Training a Dialogue Act Tagger

General Idea

In this example – based on (Lager & Zinovjeva 1999) – we will see that the µ-TBL system can be used to train a dialogue act tagger. We'll adopt the approach of (Samuel et al. 1998), and we'll pick our training and test data from the Maptask corpus (Carletta et al. 1997).

Each utterance is represented as a list of words, and tied to each utterance is information about speaker and dialogue act (refer to the paper for more details). Here is an example:

speaker(1494,g).
u(1494,['Right']).
da(1494,acknowledge).
da(acknowledge,ready,1494).


speaker(1495,g).
u(1495,['So',the,start,is,at,the,top,'left-hand',side,of,the,page]).
da(1495,acknowledge).
da(acknowledge,explain,1495).


speaker(1496,f).
u(1496,['Uh-huh']).
da(1496,acknowledge).
da(acknowledge,acknowledge,1496).


speaker(1497,g).
u(1497,['Do',you,have,cliffs,',',just,to,...,to,the,right]).
da(1497,acknowledge).
da(acknowledge,query_yn,1497).

We will work with a small set of templates expressed in the µ-TBL system's template formalism. The idea here is to make the conditions for changing the tag of an utterance sensitive to the actual words and word combinations used in the utterance, the length of the utterance, the previous dialogue act(s), the speaker’s role in the dialogue (giver or follower), and whether the speaker has changed since the previous utterance.

Train and test, and see what happens! From the OS prompt, run:

> ./mutbl -f examples/dact_tagging.script

Inspect the script for information about where templates and training and test data are located.

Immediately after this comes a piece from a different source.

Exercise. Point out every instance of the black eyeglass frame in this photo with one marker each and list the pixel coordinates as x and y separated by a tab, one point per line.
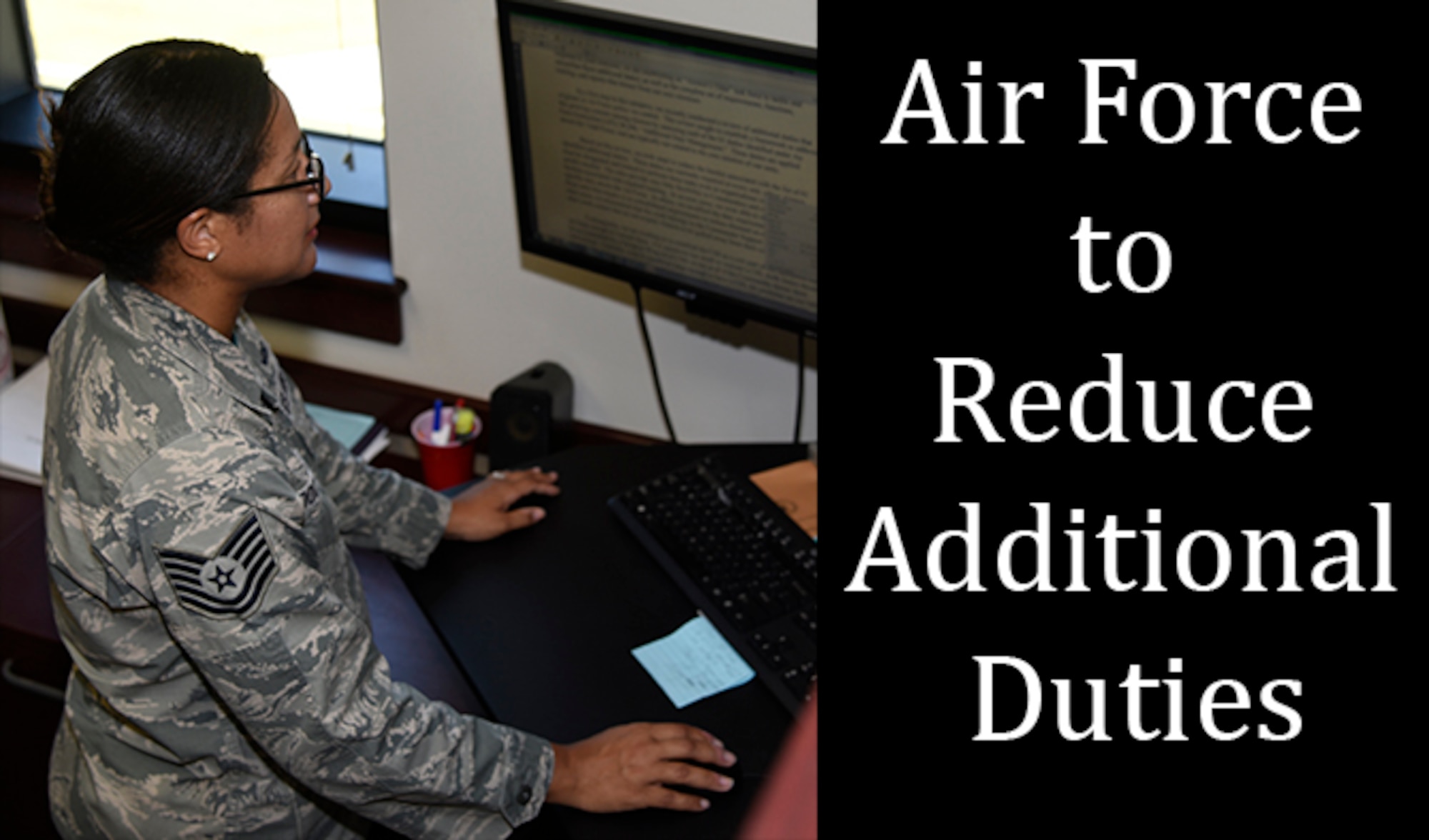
315	172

For your report, it is enough to just quote the performance figures that you get. Dialogue act tagging is, of course, a much more difficult task than part of speech tagging and this is reflected in the comparatively low accuracy that we get. However, we can improve on this by using more training data, by expanding the set of rule templates, and by employing various kinds of background knowledge. Experiment with this if you want. If you feel more training data would help, check out the file 'maptask_train.pl' in the data directory. You may also want to disable some of the templates in the template file in order to see how that effects the performance.